The focus of the class was fourfold: Using  Robert Smithson’s concept of the non-site as an organizing principle or refractive lens, we looked at the geology of the Nevada City area, the history of the gold rush, and the survival of the Nisenan people through near-genocide. Given my interest in the ways that history gets written into places and bodies, and/or the ways in which bodies become carriers for histories and extensions of places, these foci were fascinating for me.

Were you familiar with the site prior to the class? If so, what aspects of the site did you choose to explore, and why? If not, what aspects did you find most compelling, and why? Did you draw any parallels with places where you’ve worked before?

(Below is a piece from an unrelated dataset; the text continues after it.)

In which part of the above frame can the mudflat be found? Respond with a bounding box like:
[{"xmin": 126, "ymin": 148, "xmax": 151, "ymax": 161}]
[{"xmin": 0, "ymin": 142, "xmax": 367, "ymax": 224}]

I had never been to FOR-SITE before Brian and I visited as he was planning the class. I think the most compelling part of my time there was the talk/performance by Shelly Covert, musician and tribal secretary of the Nevada City Rancheria. We sat at the flat rock overlooking the Histum Yani (Sutter Buttes), and Shelly talked about how the mountains seem to move at will, zooming close in crisp detail, fading into diaphanous silhouettes in the distance, disappearing entirely. For the rest of my time on the land, I checked the view every time I passed that way, and the mountains never seemed to be in the same place twice.

Since the diSuvero example above is a little odd—I don’t usually write by commission—here are two other poems inflected by place: again the San Francisco Bay and its shipping, plus a site in the San Pablo Bay marshes, plus my old street in Brooklyn where the warehouse owned by elderly Hasidic dry goods merchants was being demolished to make way for “loft-like” condos. I’ll leave it to any reader to decide how this parallels or doesn’t what I saw of the Histum Yani.

What is one impression that you took away from this experience?

Smithson is fascinated by deep time and the compression of geochemical layers into crystals—intensely weighty, physical processes. But the concept of the non-site insists that we can never capture or fully know a place through representation, through thought. The site always escapes. From the heat and dust of the walk through the Yuba goldfields that our class took with Hank Meals, to the Nisenan artifacts and stories presented to us by Chairman Richard Johnson, to the rocks and minerals passed around during David Lawler’s lecture, to the changing views of the sacred mountains that Shelly Covert pointed out, I felt the visceral, immediate impact of the land around FOR-SITE. But it was as if each of these elements fused into all the others, forming a faceted complex that I can’t lift or see through or measure or adequately summarize.